As the name of my team implies, Co-Innovation Development – China is mainly focused on the SAP HANA co-innovation with local customers and the development based on SAP HANA. So, I started to play with SAP HANA on the first day I joined my team. I’m really a fan of SAP HANA. I use SAP HANA Studio every day and now it’s my best friend. I still remember my first application was building an export tool of SAP HANA with JDBC and SAP HANA was just SPS02 at that time.

What advice would you give to people looking to learn SAP HANA?

First of all, you need to learn some basics of database and SQL at least. Without that it’s difficult for you to learn SAP HANA.

Then you can jump into SAP HANA. Although there are huge amounts of learning materials of SAP HANA, what I highly recommend is http://help.sap.com/hana. It’s free, public and official. You can find almost everything from this entry point, e.g., SAP HANA SQL reference, SAP HANA Developer Guide, SAP HANA Administration Guide, SAP HANA Academy, openSAP, etc. Please bookmark this link and believe me it will become the best friend on your way to SAP HANA expert.

Finally you need to practice. Practice makes perfect. Reading materials and watching videos are theoretical and not enough. Since the CloudShare 30 day free trial is no longer available, you can play with SAP HANA Cloud Platform trial. Get a developer account right now. Or you can play with SAP HANA developer edition and have a look at the step by step tutorials.

Can you tell us a little about the projects you are working on right now?

Currently I am working on telecom solutions with SAP HANA. We are now building a prototype of telecom solutions based on SAP HANA XS. In this new application, we also use predictive analysis library, text analysis, geo-spatial to leverage the power of SAP HANA advanced features.

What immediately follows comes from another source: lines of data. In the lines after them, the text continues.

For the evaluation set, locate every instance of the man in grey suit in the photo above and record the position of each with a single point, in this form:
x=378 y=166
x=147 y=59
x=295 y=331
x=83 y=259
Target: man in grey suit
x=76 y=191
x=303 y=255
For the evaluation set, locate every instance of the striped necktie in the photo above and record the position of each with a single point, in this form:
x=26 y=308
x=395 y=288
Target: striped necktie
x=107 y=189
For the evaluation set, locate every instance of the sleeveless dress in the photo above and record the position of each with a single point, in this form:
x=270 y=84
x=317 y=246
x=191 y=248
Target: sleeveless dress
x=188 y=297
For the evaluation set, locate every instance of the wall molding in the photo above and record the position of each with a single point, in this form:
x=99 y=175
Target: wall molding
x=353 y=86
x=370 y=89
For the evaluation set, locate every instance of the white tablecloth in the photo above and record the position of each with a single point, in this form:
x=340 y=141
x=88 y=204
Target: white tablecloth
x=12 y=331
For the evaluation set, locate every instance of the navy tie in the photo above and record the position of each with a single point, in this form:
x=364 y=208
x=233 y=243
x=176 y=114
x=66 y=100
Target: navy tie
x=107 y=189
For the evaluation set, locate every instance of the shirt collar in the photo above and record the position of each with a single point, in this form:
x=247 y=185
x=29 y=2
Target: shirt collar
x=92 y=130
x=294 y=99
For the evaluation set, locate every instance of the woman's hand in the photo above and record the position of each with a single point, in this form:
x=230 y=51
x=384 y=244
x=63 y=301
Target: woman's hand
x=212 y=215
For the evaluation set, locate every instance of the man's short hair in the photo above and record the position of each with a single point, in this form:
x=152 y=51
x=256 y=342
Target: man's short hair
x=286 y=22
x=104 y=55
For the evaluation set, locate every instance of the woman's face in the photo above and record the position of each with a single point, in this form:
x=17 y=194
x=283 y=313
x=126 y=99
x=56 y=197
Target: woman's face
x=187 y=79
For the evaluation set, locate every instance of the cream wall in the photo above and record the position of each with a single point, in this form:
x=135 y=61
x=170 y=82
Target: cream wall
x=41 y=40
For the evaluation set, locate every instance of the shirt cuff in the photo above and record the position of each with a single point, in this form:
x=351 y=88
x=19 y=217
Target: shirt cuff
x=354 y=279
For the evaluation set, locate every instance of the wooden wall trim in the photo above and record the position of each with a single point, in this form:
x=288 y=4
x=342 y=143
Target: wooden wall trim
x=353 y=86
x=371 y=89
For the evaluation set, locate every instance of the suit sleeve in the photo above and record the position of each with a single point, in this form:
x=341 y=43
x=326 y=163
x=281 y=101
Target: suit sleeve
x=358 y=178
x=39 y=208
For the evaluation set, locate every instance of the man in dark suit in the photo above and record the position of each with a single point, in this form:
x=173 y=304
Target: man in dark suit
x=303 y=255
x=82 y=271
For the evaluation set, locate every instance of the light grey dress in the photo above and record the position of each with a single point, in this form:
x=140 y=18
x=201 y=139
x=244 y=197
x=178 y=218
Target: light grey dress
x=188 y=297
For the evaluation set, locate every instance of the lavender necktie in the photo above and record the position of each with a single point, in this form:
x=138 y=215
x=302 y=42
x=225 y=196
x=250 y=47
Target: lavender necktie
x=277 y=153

Besides projects and PoCs, I also lead a virtual team named “HANAGeek” which focuses on sharing the knowledge of SAP HANA locally. We’ve already post a lot of blogs on SAP HANA (Chinese). It’s very helpful for SAP HANA learners in China.

Tell us about one of your HANA war wounds!

Two or three years ago, since SAP HANA was still in the early stages, sometimes it’s really difficult for us to do PoCs. As you know, the dataset is huge in telecom industry. In those days we confronted various problems when importing telecom data into SAP HANA. The only solution is reporting bugs and waiting for fixes. Besides without some features like window function and scalar UDF, we had to use some workarounds like self-join. With the rapid development of SAP HANA, we have no such issues any more.

Regarding development, privileges were the nightmare when I started to use modeling and XS and the error message “Insufficient privileges” is my biggest enemy in those days. So, I decided to figure out the authorizations/roles/privileges in SAP HANA. It really took some time for me to learn this stuff, but it’s worth doing this. No pain no gain. Now I’m not afraid of privileges any longer.

What do you see in the future of HANA?

In my opinion, in today’s era of big data SAP HANA has a bright future with its powerful in-memory platform. Asyou know, SAP HANA has lots of advantages/features such as column store, compression, parallelism and so on which I won’t describe in details here. There is no doubt that SAP HANA can process the big data in real-time, but what I am interested in is that with SAP HANA, what we can do that we couldn’t do previously to make our life better. Like Dr. Vishal Sikka said in the openSAP course, “The only limitation is our imagination”, I always remember and believe this.

If there was one change you could make to HANA, what would it be?

Add more functions in information views. Although you can implement most SQL functions with the current existing functions in information views, sometimes you need to combine several functions and write more code to implement one SQL function which you really need in your calculated column.

Tell us a bit about yourself outside of HANA and work

I love traveling and had visited more than 20 countries when I studied in Germany. I was married last year and my biggest wish is visiting those places again with my lovely wife. :smile: Besides I like playing tennis, jogging, watching movies, singing, reading/writing technical blogs, learning new technology and so on. Recently I’m keen on MOOCs such as openSAP and openHPI. I enjoy learning new things.